Primeiro, a Academia que celebra mulheres e diz apoiar movimentos como #MeToo e Time’s Up premia Peter Farrelly, diretor e roteirista de “Green Book”, acusado de assédio sexual. Segundo, outro roteirista de “Green Book” é Nick Vallelonga, que fez comentários islamofóbicos quando Trump decretou o fracassado Muslim Ban. Para Vallelonga, parece valer a mesma desculpa de Cuarón: “Green Book” é a história do pai dele, e por isso tudo está liberado. Aliás, Mahershala Ali, ganhador do Oscar de Ator Coadjuvante – apesar de ser protagonista de “Green Book” – e muçulmano, sequer citou Vallelonga no seu discurso. A escolha de submeter Ali como coadjuvante pode ter sido estratégica, para ter mais chances, mas é também simbólica: como negro, ele fica em segundo plano.

E para “Green Book” foi também um Oscar de Roteiro Original, roteiro esse que retratou tão mal o músico Don Shirley que Mahershala se desculpou pessoalmente com a família de Don. Um roteiro que apaga a bissexualidade de Shirley – mesma coisa feita pelo roteiro de “Bohemian Rhapsody”. Um roteiro que traz o mito do “white savior”, do homem branco sem o qual o negro não aprenderia algo ou não evoluiria. O mito do “white savior”, presente em outros ganhadores do Oscar como “Conduzindo Miss Daisy” (1989) e “12 Anos de Escravidão” (2013), é recurso narrativo que deveria ter sido abandonado há tempos, mas continua firme e forte por acalmar as elites e, em especial, massagear o ego do homem branco.

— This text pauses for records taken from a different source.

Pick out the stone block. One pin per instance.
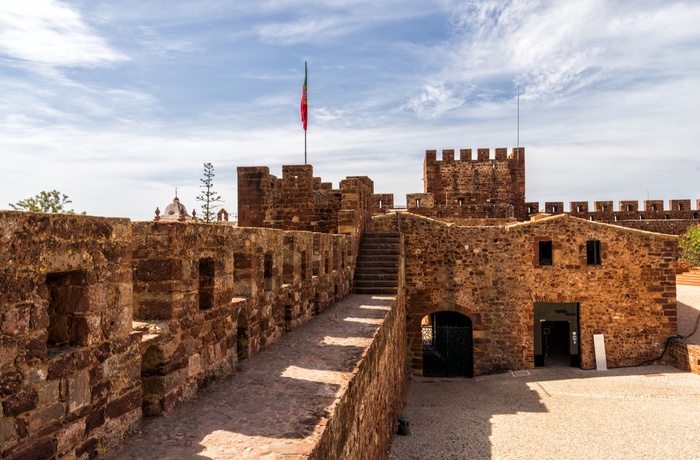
(7, 430)
(41, 449)
(20, 402)
(79, 394)
(8, 352)
(48, 392)
(70, 436)
(16, 321)
(45, 416)
(124, 404)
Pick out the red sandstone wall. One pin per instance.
(654, 217)
(491, 274)
(684, 356)
(258, 283)
(365, 417)
(69, 362)
(467, 187)
(300, 201)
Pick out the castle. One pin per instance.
(104, 320)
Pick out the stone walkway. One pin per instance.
(277, 404)
(559, 413)
(554, 413)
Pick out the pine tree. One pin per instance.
(208, 196)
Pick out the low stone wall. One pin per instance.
(365, 417)
(207, 296)
(684, 356)
(69, 362)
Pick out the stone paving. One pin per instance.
(276, 405)
(560, 413)
(554, 413)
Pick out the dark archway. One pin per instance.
(242, 339)
(448, 349)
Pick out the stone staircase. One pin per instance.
(377, 269)
(691, 278)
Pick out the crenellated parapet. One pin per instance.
(472, 186)
(300, 201)
(654, 215)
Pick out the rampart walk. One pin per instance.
(330, 389)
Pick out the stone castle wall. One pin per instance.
(365, 415)
(208, 296)
(481, 187)
(300, 201)
(69, 360)
(654, 217)
(493, 276)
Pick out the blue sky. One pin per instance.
(116, 103)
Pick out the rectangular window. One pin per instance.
(593, 252)
(206, 283)
(267, 274)
(545, 253)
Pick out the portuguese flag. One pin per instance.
(304, 106)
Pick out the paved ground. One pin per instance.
(276, 405)
(559, 413)
(554, 413)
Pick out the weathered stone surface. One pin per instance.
(78, 390)
(20, 402)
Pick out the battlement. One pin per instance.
(482, 155)
(626, 210)
(300, 201)
(472, 183)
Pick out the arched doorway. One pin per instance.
(447, 345)
(242, 340)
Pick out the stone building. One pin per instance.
(104, 320)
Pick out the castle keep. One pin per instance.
(104, 320)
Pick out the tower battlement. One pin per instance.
(469, 185)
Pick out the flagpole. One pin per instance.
(306, 92)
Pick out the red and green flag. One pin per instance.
(304, 105)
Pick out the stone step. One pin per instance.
(691, 278)
(378, 283)
(377, 276)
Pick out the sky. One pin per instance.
(119, 103)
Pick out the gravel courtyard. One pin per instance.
(649, 412)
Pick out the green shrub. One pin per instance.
(689, 246)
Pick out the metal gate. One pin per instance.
(447, 351)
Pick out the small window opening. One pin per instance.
(304, 274)
(68, 308)
(545, 253)
(206, 283)
(268, 272)
(593, 252)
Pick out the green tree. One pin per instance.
(689, 246)
(208, 196)
(52, 201)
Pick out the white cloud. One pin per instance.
(433, 101)
(50, 33)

E foram apenas homens brancos que receberam o Oscar de Melhor Filme. Octavia Spencer, também produtora de “Green Book”, ficou de fora na submissão dos nomes dos produtores. Da mesma forma, Cuarón recebeu os prêmios de Diretor, Filme em Língua Estrangeira e Fotografia, falando em um dos discursos sobre a importância das domésticas – discurso este que não mudará nada o status quo, mantido com tanta insistência em seu filme. Cuarón foi porta-voz de uma doméstica sem dar-lhe voz alguma, e os homens brancos por trás de “Green Book” fizeram o mesmo com os negros afetados pela segregação no sul dos EUA.

Somos cinéfilos e cinéfilas, críticos e críticas. Não vamos desistir do Oscar. Mas, considerando a falsidade do discurso da Academia, fica cada vez mais difícil curtir a premiação.

E é melhor nem falar nada sobre os quatro Oscars de “Bohemian Rhapsody”.